Hervé Tullet, Mains, from Tap! Tap! Tap! (Chronicle Books)

He hasn’t always made art in this way. Until he was about thirty-five, he worked as an advertising director, but this was not really who he wanted to be. Since beginning his exhibitions, workshops, and books, he has had a studio at home in Paris, then in Harlem, and back in Paris again. Why does he do it? It is play. It is joyful. It is fun and it is sharing. It is not that he wants to turn young children into artists but to look at the world around them and the need for creativity, to make amazing and useful things, as he puts it. Children want to explore and invent and play. Play is important, for the concept of a game drives his art as his fascination for the game and to make people want to play. The game needs surprise (“my desire is always to surprise”) and each turning of the page can provide this. This opens the imagination, and, as he states, “Art is a way to help people to see, to look.” There is a beauty in his work, not only with its fun and primary colours, but in a joy in life, a vitality, and a vivacity. There is beauty in the value of love, in the care for the child and in helping to open their eyes to see in fresh ways things that are always there but open up anew.

It would be wrong to limit Tullet’s work to children, though. “I don’t speak to children. I speak to everybody. I speak to the eyes.” To “speak to the eyes” is to Wonder, to Feel, to Touch, words of my own that I have chosen deliberately as they segue into their use in my study of spirituality as a general, human quality (and not just the religious). Tullet’s work comes alive for me in that context, and also as I am a creative thinker and educationalist. Even an atheist has a spirituality in the sense that I am using here, and whatever we make of the world, there is beauty, there is love, there is play and therefore there can be Art. I can’t help to conclude by dipping my proverbial brush into a dab of my own faith, though. In the Gospels Jesus called little children to him, blessed them, told his disciples to become like them, and told them to be born anew within. Furthermore, I can’t help thinking that the resurrection story itself is a trip into movement, opening and surprise (cf. 1 Cor 2:9: “the things that no eye has seen and no ear has heard”).
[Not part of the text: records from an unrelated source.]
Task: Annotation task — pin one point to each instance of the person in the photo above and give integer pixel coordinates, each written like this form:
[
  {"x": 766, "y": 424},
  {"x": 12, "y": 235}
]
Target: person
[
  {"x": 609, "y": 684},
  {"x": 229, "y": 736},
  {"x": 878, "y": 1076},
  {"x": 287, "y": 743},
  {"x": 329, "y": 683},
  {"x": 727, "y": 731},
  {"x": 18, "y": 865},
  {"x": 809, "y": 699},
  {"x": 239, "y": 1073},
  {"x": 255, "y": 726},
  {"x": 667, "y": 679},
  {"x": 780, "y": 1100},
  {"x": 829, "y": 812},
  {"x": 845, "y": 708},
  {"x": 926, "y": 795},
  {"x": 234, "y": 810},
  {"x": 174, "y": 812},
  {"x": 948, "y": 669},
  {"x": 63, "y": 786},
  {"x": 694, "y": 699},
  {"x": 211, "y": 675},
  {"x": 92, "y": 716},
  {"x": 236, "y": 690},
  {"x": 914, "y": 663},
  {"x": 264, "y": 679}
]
Resurrection is a form of surprise at turning the page. Faith is not childish, but it must never lose sight of the child. Long may Tullet make dots, lines, stain and scribbles. Play on.

Kevin O’Donnell is an author, a priest of the diocese of Arundel and Brighton, and an auxiliary chaplain at the Basilica of Notre Dame de Pontmain in France.

Hervé Tullet’s books are translated into English by Chronicle Books. A good place to start is with Press Here, and the overview of his work in The Art of Play. Examples of books, artwork and video clips can be found on his website, including his activity in Xiamen.